Newborn SD rats, (male; age, 3-8 days; weight, 10-15 g; Experimental Animal Center of Shandong University, Jinan, China) were injected with LPS intraperitoneally at 3 mg/kg to induce ALI 48 h after LPS administration. The rats were housed at room temperature (18-23˚C) with a 12 h-light/dark cycle. Rats were randomly fed with standard chow and water and adapted to experimental conditions at least 3 days before the experiment. All experiments were carried out following the ‘Guidelines for the Use of Laboratory Animal Care’ and approved by the Animal Care Use Committee of Shanxi Medical University (Taiyuan, China). All the rats (n=24) were randomly divided into a control and LPS group (n=12 each). The rats were anesthetized by administering intraperitoneal ketamine hydrochloride (60 mg/kg body weight) and xylazine hydrochloride (5 mg-kg body weight) (16-18). LPS (at 10 mg/kg body weight, E. coli O111:B4; Sigma-Aldrich; Merck KGaA) was dissolved in 20 µl sterile phosphate-buffered saline (PBS) for 24 h and then injected intratracheally. The control group received the same volume of PBS. The health and behaviors of rats were monitored every 12 h. Before the rats were sacrificed to collect the lung tissues, the rats were placed in a closed container with a low concentration of CO₂ (10-30%). Once the rats lost consciousness under the low concentration of CO₂ environment, they were euthanized with 100% CO₂ (the experiment was carried out in September 2019). The euthanasia was confirmed when lack of respiration and color fading of eyes were observed in the rats for a minimum of 1 min. All efforts were made to minimize their suffering. Preemptive euthanasia was performed for humane reasons if rats exhibited any of the following signs: Emaciated, gasping, no response to touch or an anal temperature <25˚C.

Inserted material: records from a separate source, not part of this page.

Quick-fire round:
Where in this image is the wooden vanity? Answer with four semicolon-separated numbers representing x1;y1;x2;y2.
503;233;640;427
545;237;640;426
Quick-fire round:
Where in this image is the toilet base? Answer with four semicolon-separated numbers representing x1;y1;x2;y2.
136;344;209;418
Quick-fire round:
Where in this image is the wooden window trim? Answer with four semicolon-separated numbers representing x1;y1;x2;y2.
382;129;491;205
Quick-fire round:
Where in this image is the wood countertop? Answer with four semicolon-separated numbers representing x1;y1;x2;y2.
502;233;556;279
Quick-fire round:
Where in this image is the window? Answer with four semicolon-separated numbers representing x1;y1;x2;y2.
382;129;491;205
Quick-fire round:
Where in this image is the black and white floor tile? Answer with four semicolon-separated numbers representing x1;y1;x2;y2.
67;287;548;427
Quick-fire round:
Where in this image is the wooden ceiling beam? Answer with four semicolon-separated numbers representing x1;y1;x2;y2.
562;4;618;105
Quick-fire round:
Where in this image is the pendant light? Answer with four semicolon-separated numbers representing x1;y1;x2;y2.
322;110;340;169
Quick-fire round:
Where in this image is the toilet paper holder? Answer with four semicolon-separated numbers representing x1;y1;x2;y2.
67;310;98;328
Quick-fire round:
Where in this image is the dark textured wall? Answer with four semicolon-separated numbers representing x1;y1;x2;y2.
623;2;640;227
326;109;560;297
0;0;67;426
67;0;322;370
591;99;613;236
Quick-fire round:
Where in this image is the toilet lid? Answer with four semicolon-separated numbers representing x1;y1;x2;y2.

Clinical specimens were fixed with 10% formaldehyde at room temperature for 24 h and embedded in paraffin, then the sections (4 µm) were dewaxed and hydrated. Firstly, dewaxed sections were dried at 37˚C for 2 h, and its endogenous peroxide was blocked with 1% H₂O₂ for 5 min. Subsequently, the sections were washed 3 times with PBS, blocked with 5% BSA (cat. no. ST025; Beyotime Institute of Biotechnology) for 1 h at room temperature, and then incubated with anti-IRAK1 antibody (1:200; cat. no. ab238; Abcam) at 4˚C overnight. Subsequently, they were washed with PBS and incubated with goat anti-rabbit IgG H&L (HRP) secondary antibody (1:500; cat. no. ab205718; Abcam) for 1 h at room temperature. The sections were rinsed again and stained with 3,3-diaminobenzidine hydrochloride for 1 min. Finally, they were rinsed with double-distilled water and stained with hematoxylin and eosin (H&E) for 1 min at room temperature, and observed under a light microscope (magnification, x200).

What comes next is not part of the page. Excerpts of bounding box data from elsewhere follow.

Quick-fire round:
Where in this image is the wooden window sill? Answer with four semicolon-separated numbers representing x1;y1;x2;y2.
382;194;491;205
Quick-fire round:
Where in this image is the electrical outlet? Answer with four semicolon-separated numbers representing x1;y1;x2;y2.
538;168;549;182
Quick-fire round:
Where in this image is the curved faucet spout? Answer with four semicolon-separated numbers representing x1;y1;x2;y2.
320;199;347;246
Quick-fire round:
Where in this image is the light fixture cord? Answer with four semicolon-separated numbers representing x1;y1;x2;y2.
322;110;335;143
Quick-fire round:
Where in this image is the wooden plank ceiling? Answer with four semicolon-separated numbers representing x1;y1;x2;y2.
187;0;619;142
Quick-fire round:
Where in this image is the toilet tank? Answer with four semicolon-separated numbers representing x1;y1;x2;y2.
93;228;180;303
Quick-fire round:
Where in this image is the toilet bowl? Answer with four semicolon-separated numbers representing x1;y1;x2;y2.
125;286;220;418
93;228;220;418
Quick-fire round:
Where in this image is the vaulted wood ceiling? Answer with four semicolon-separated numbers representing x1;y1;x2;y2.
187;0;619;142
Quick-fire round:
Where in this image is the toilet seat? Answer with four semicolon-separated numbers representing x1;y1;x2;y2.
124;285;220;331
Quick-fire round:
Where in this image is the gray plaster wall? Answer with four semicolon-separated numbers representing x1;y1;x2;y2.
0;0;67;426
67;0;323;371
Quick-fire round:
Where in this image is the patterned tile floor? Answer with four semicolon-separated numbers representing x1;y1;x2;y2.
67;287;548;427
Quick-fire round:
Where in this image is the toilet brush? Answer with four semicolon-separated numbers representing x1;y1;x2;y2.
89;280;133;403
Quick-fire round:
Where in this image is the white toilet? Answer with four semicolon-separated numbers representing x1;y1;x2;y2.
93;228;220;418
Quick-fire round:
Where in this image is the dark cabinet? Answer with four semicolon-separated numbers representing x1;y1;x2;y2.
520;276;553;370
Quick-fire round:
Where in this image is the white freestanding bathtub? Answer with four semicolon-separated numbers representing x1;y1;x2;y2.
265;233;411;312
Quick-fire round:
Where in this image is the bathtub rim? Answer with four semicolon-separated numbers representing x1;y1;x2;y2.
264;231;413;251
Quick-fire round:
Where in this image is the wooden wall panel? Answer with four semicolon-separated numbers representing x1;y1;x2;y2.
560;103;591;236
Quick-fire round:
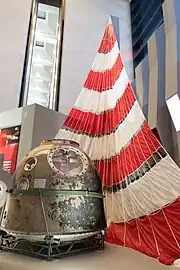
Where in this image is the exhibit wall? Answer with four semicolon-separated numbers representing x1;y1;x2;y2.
59;0;134;114
0;0;32;112
0;104;66;166
135;0;180;165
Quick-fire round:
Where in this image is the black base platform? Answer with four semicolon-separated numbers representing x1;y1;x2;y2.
0;232;104;261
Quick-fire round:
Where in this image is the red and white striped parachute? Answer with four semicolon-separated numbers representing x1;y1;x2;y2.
56;17;180;264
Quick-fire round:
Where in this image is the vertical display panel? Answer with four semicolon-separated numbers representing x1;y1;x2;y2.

The A549 cell line (cat. no. CCL-185™) was obtained from American Type Culture Collection (ATCC) and HPAEpiC (cat. no. 3200) (human type II alveolar epithelial cell) was purchased from ScienCell Research Laboratories, Inc. These two cell lines were incubated in Roswell Park Memorial Institute (RPMI-1640) medium (Gibco; Thermo Fisher Scientific, Inc.) supplemented with 10% fetal bovine serum and 1% antibiotic antifungal solution (both from Sigma-Aldrich; Merck KGaA). In addition, the cells were cultured in an incubator with humidified CO₂ at 37˚C. miR-490-3p mimics (5'-CAACCUGGAGGACUCCAUGCUG-3') and its negative control (miR-NC, 5'-ACCGCUAAUCAUACGAAUACAC-3') were obtained from Shanghai GenePharma Co., Ltd. The cells (1x10⁵) were seeded in 12-well plates and transfected with miR-490-3p or miR-NC (50 pmoles) using Lipofectamine^® 2000 (Invitrogen; Thermo Fisher Scientific, Inc.) at 37˚C for 24 h according to the manufacturer's instructions. Cells were used for subsequent experiments after 24 h. Four groups were designed, namely the control group, the LPS group, the LPS + NC group and the LPS + miR-490-3p. LPS (100 ng/ml) was used to treat the cells for 4 h.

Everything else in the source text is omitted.